Le libanais qui va vers la nature, son village et ses appartenances initiales peut participer et répondre progressivement à des besoins multiples et parfois urgents. Nombreux sont ceux qui se plaignent et souffrent de la pollution et de la sévère crise économique. Cependant en attendant, les mêmes promesses des partis, les étapes prochaines de forts courageux et crédibles candidats issus de la société civile, les imminentes  élections, les nouveaux sièges parlementaires et la prochaine formation gouvernementale, le citoyen possède encore sa propre alternative pour aller vers de meilleurs options comme celle de ne plus rester cloîtré dans des appartements fort coûteux, des espaces ouverts hautement pollués, des lieux confinés et des standards d’intégrations selon des rythmes de vie accélérés et drainants.

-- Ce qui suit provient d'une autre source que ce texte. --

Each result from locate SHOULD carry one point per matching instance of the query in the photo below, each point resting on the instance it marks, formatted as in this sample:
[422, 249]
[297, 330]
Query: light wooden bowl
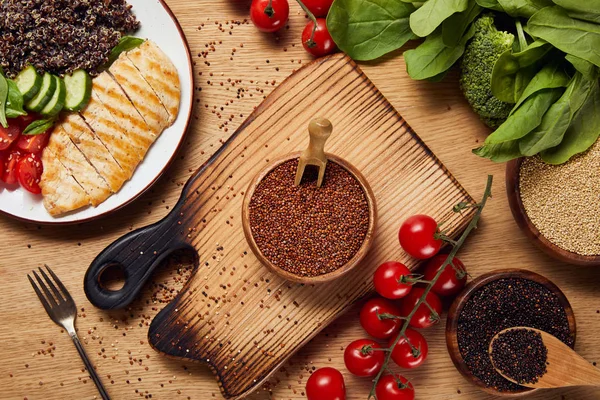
[513, 169]
[462, 299]
[354, 261]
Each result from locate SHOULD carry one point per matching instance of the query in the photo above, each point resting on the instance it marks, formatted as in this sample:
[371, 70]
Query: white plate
[158, 24]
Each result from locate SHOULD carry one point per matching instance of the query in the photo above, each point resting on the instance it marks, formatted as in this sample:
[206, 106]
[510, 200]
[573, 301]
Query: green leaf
[126, 43]
[430, 16]
[572, 36]
[368, 29]
[456, 25]
[39, 126]
[433, 57]
[558, 118]
[582, 133]
[499, 152]
[526, 118]
[587, 69]
[14, 101]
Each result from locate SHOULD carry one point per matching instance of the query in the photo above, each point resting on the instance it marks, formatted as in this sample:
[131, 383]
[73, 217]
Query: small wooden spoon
[565, 367]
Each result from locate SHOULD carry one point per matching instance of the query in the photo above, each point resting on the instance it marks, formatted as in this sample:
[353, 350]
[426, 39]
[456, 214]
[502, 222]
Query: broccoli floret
[477, 65]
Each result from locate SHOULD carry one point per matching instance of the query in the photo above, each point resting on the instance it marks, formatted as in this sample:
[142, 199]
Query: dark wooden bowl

Le passage à l’acte singulier représente un comportement tangible. Ainsi, on peut faire correspondre au changement tant véhiculé verbalement une donne individuelle indispensable quoique insoupçonnée.

Elle se situe bien au delà des plus beaux discours et du show de certains politiciens, des gesticulations tous azimuts et de la fougue discriminative de représentants cloisonnés par leur égo. Une personne peut effectivement agir par ses propres initiatives et moyens afin de réaliser le retour à l’air propre, aux sources, au village, au sens de son appartenance collective avec sa communauté en dehors de la ville. Le projet fascinant de la décentralisation existe pourtant, mais surtout par des textes, des projets ministériels de retours inachevés et des envies. On ne voit que de rares vécus de citoyens qui prennent la décision de revenir à leurs racines, chez eux, dans leur terroir afin d’initier et d’adapter une autre façon d’exercer leur profession selon un mode de vie individuel et familial plus sain et vraiment convivial. Voici un acte qui peut être  accompli par soi sans le soutien des banques, de l’état, de la communauté internationale et des contextes religieux et politiques divers.

Cependant, la léthargie individuelle de beaucoup de libanais est composée d’aspirations verbales et de revendications avec peu de place aux vécus d’expériences novatrices et créatives. Le tournant des élections parlementaires au Liban indique non seulement les dispositions des gens à soutenir des candidats, à tourner le dos à d’autres, à voter blanc ou à s’abstenir d’aller aux urnes mais aussi à préserver un précieux  refuge psychologique. Il est en tous cas le seul répondant intime auquel on s’accroche en temps difficiles. Il représente l’application des décisions propres à chacun. Elles nous permettent de résister malgré tout afin de répondre individuellement et/ou collectivement dans l’ici et le maintenant à l’immobilisme, à nos misères et à nos malheurs !

A noter ici que les maladies de la peur, du cœur, du cancer font partie des symptômes de l’attentisme, du suivisme dépersonnalisant et du stress stérile. Pour mieux les éviter n’oublions  surtout pas de reconnaitre que la magie de l’exploration tonifie le corps, apaise le cerveau et fait rêver le cœur en si peu de temps. Sans cela la réflexion panne, tourne en rond et ne s’arrête qu’au sommeil.